AP APPEASES HILLARY PUBLISHER IRKED AT LEAKS

A settlement in the year-old battle between Simon & Schuster and the Associated Press over leaks from Hillary Clinton’s “Living History” will require the news agency to institute a training program on copyright law.

Simon & Schuster had established a one-day laydown in June 2003, an increasingly common publishing practice that prevents reviewers and news organizations from seeing – or reporting on – the book in advance of the set date. But the Associated Press obtained a copy of the book without the publisher’s permission and ran several excerpts from it, including the senator’s now-famous reaction to learning of her husband’s infidelity.

Simon & Schuster Publisher David Rosenthal said at the time that the house was “looking at all options” against the news organization, including a lawsuit.

A statement released by Simon & Schuster yesterday said the training program “resolves” the dispute. It does not say whether there were other requirements for resolution.

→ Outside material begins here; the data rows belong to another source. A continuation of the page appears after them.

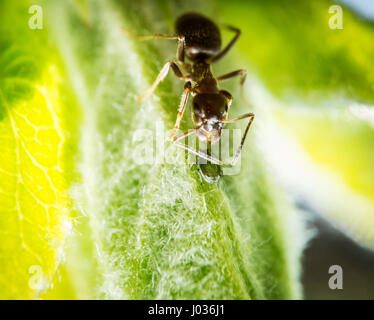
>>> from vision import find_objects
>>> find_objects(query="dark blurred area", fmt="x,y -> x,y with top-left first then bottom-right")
301,210 -> 374,299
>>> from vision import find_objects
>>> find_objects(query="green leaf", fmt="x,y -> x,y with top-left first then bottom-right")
44,0 -> 307,299
1,0 -> 314,299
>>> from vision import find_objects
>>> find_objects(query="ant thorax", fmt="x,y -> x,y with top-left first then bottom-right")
191,62 -> 214,82
192,69 -> 219,95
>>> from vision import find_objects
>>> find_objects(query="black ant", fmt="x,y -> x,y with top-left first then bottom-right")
130,12 -> 255,166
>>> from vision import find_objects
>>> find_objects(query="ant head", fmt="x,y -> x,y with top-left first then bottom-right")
192,93 -> 228,143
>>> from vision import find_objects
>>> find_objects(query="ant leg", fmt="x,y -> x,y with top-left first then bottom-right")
175,36 -> 192,72
172,130 -> 223,165
217,69 -> 251,107
120,28 -> 179,41
219,90 -> 233,109
168,82 -> 192,140
138,61 -> 186,102
175,36 -> 186,64
210,26 -> 241,63
221,112 -> 255,166
121,29 -> 191,71
217,69 -> 246,83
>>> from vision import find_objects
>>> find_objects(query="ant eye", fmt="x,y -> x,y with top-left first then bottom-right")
193,103 -> 199,112
225,104 -> 228,112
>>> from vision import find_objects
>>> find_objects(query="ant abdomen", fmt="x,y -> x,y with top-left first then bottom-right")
175,12 -> 221,61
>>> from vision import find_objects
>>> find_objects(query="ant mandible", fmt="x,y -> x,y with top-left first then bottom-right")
132,12 -> 255,166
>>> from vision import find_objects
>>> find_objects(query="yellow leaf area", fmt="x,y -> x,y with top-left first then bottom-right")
0,66 -> 71,299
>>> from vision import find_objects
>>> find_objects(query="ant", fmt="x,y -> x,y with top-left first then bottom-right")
130,12 -> 255,166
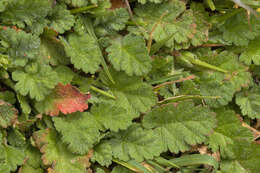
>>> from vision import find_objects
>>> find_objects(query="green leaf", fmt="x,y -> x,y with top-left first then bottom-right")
53,112 -> 101,154
137,0 -> 166,4
17,94 -> 31,115
62,0 -> 89,7
0,100 -> 18,128
0,0 -> 52,34
101,69 -> 157,116
12,63 -> 59,101
134,0 -> 208,49
18,164 -> 44,173
240,36 -> 260,65
220,141 -> 260,173
106,34 -> 152,76
0,0 -> 8,12
61,33 -> 102,74
95,8 -> 129,32
49,4 -> 75,34
90,103 -> 133,132
0,28 -> 40,66
7,129 -> 26,147
142,101 -> 216,153
23,145 -> 43,169
219,10 -> 260,46
109,124 -> 162,162
92,141 -> 112,166
39,37 -> 70,66
0,91 -> 16,104
236,86 -> 260,119
208,108 -> 253,158
196,51 -> 252,107
0,145 -> 25,173
0,54 -> 10,70
54,66 -> 75,85
33,128 -> 92,173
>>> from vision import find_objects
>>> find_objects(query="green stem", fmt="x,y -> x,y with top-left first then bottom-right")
154,157 -> 180,169
191,58 -> 228,73
206,0 -> 216,11
90,86 -> 116,99
112,159 -> 142,173
70,4 -> 98,14
83,17 -> 115,84
158,95 -> 221,104
180,52 -> 228,73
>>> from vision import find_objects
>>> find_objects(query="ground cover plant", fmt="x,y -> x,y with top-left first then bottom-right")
0,0 -> 260,172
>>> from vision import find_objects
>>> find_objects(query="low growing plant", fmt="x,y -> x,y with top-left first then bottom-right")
0,0 -> 259,172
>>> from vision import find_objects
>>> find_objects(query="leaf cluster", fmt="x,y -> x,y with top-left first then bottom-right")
0,0 -> 259,173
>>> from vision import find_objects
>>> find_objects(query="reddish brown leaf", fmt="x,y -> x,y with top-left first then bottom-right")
36,83 -> 91,116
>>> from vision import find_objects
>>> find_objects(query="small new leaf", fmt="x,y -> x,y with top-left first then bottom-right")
12,64 -> 59,101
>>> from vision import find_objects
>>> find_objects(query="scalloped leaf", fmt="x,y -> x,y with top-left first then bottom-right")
48,4 -> 75,34
33,128 -> 93,173
107,34 -> 152,76
91,141 -> 112,166
101,69 -> 157,116
36,83 -> 90,116
207,108 -> 253,158
61,33 -> 102,74
236,86 -> 260,119
90,102 -> 132,132
0,0 -> 52,34
53,112 -> 101,154
0,100 -> 18,128
12,63 -> 59,101
108,124 -> 162,162
143,101 -> 216,153
0,27 -> 40,66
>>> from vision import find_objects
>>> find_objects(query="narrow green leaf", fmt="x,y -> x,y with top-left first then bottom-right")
169,154 -> 219,170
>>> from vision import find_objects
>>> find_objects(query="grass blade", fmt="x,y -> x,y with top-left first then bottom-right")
169,154 -> 219,170
82,17 -> 115,84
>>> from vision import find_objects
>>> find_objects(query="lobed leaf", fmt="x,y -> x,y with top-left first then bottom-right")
36,83 -> 90,116
143,101 -> 216,153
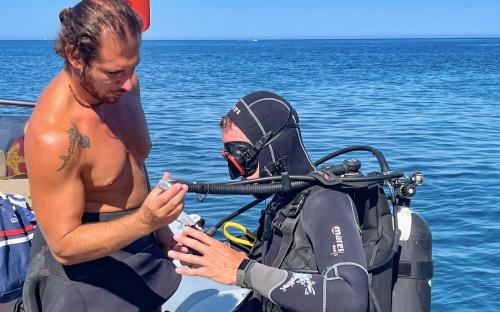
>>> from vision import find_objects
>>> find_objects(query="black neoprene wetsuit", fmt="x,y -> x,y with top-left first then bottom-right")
239,189 -> 369,312
22,210 -> 180,312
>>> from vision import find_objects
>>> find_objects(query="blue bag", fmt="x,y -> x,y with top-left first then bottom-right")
0,193 -> 36,303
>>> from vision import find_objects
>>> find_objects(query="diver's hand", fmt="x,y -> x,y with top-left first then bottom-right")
168,227 -> 247,285
137,172 -> 187,232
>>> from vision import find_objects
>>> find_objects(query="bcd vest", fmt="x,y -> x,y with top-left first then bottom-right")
246,186 -> 323,312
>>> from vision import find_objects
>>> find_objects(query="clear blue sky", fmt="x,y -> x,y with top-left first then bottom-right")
0,0 -> 499,40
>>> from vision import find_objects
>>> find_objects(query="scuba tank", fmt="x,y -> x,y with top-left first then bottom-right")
322,163 -> 433,312
392,173 -> 433,312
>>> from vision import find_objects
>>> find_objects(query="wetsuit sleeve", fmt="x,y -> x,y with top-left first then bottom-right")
244,190 -> 369,312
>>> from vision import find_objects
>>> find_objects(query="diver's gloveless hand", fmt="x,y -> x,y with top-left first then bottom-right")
137,172 -> 187,232
168,227 -> 247,285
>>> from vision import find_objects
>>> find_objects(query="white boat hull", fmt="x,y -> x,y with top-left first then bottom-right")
164,212 -> 249,312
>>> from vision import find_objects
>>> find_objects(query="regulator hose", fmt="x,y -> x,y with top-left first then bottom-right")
177,145 -> 398,196
205,196 -> 269,236
185,180 -> 312,195
181,171 -> 403,196
315,145 -> 391,172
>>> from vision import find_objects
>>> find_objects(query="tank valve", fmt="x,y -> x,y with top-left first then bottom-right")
412,172 -> 424,186
401,185 -> 416,197
393,172 -> 424,199
343,159 -> 361,174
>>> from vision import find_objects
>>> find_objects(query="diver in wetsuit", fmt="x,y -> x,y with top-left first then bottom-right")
169,91 -> 369,312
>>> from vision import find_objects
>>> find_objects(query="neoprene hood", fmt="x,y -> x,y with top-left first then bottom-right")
225,91 -> 315,177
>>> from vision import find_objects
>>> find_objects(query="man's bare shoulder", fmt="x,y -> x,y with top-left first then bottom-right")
25,127 -> 90,179
26,72 -> 89,174
29,72 -> 72,128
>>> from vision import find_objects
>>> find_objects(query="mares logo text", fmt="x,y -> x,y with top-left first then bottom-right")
330,226 -> 345,257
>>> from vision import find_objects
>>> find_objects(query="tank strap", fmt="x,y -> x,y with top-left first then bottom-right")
270,186 -> 319,269
398,261 -> 434,279
260,198 -> 281,259
270,216 -> 300,269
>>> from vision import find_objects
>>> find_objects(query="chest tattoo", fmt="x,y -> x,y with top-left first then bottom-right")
57,125 -> 90,171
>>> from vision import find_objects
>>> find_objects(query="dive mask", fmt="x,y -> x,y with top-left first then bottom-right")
221,141 -> 258,179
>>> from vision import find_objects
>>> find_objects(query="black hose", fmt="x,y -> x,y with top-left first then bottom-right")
181,171 -> 403,196
181,146 -> 396,196
198,145 -> 400,239
314,145 -> 390,172
205,196 -> 269,237
186,180 -> 312,195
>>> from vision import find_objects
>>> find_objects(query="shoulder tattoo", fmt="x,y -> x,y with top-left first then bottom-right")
57,125 -> 91,171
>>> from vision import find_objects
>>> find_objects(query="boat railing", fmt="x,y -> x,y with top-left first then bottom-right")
0,99 -> 36,108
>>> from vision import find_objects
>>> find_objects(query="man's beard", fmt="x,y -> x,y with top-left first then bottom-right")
80,67 -> 124,104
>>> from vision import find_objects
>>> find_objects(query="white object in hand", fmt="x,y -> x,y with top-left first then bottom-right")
157,179 -> 174,190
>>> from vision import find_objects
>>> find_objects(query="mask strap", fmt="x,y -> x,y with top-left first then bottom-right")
260,156 -> 288,177
244,109 -> 298,160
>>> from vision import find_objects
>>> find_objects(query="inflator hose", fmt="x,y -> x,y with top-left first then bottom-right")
181,172 -> 403,196
186,180 -> 312,195
178,145 -> 396,196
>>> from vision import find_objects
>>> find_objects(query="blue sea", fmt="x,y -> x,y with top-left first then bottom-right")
1,39 -> 499,311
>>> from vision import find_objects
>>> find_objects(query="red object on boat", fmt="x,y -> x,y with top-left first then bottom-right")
126,0 -> 150,32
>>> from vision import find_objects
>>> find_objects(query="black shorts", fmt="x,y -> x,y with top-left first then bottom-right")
22,210 -> 181,312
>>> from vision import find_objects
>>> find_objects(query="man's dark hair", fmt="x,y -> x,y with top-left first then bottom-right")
55,0 -> 143,66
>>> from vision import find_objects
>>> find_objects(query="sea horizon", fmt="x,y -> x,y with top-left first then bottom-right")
1,36 -> 500,41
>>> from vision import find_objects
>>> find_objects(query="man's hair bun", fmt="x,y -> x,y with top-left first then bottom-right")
59,7 -> 72,23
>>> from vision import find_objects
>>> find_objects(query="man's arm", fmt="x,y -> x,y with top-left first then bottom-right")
25,127 -> 186,265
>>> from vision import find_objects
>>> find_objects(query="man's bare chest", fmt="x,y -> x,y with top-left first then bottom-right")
80,118 -> 150,191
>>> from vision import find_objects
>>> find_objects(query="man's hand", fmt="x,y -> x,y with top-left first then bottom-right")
137,173 -> 187,232
154,225 -> 190,256
154,226 -> 175,253
168,227 -> 247,285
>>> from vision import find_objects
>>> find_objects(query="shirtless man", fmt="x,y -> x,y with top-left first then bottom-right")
22,1 -> 186,311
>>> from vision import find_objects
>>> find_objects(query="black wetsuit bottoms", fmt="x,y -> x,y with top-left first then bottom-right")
22,210 -> 181,312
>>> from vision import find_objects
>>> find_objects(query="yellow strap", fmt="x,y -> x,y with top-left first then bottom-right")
223,221 -> 256,247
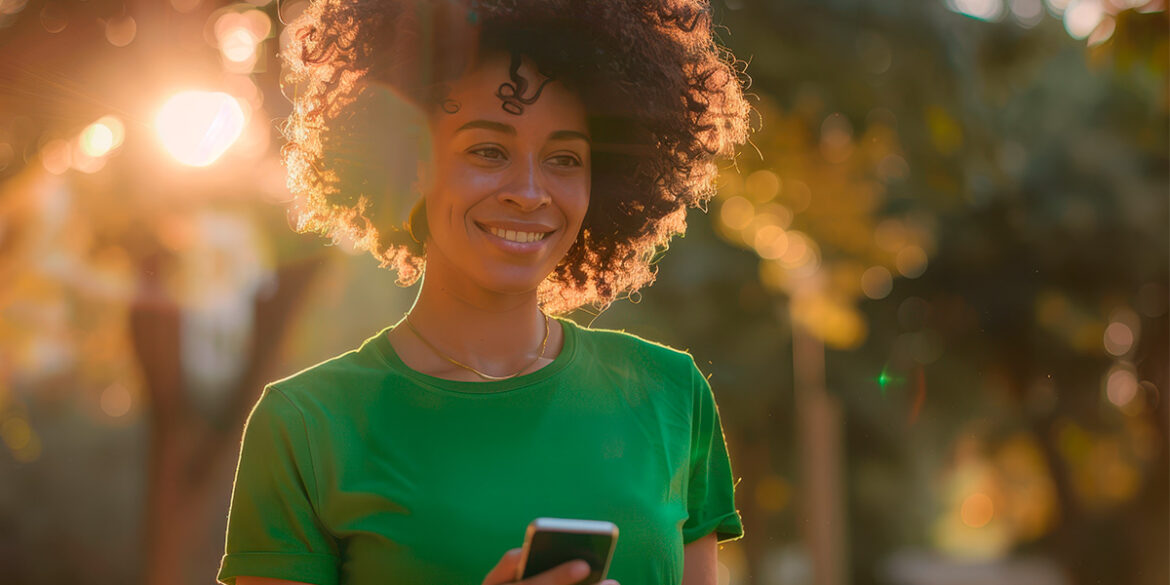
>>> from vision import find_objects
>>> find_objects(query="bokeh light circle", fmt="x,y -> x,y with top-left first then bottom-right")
1103,322 -> 1134,356
960,492 -> 995,527
1106,367 -> 1138,407
862,266 -> 893,300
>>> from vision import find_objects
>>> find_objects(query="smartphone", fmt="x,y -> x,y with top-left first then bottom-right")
516,517 -> 619,584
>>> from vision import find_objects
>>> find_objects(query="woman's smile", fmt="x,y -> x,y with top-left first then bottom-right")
474,220 -> 557,254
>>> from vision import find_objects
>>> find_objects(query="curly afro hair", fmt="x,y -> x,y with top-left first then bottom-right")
280,0 -> 754,314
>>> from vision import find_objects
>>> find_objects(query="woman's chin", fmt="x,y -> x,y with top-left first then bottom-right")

“We value our relationship with AP and other media outlets,” Carolyn Reidy, president of the Adult Publishing Group at Simon & Schuster, said in the statement. “[We] hoped from the start that we would be able to resolve our dispute in a manner that recognized our shared interests in both the free reporting of the news and the protection of intellectual property rights.”

In June, the AP came under fire for a similar offense, when it obtained and revealed information from an advance, embargoed copy of former president Bill Clinton’s “My Life.” Executives at Knopf (a division of Random House) said they considered similar action.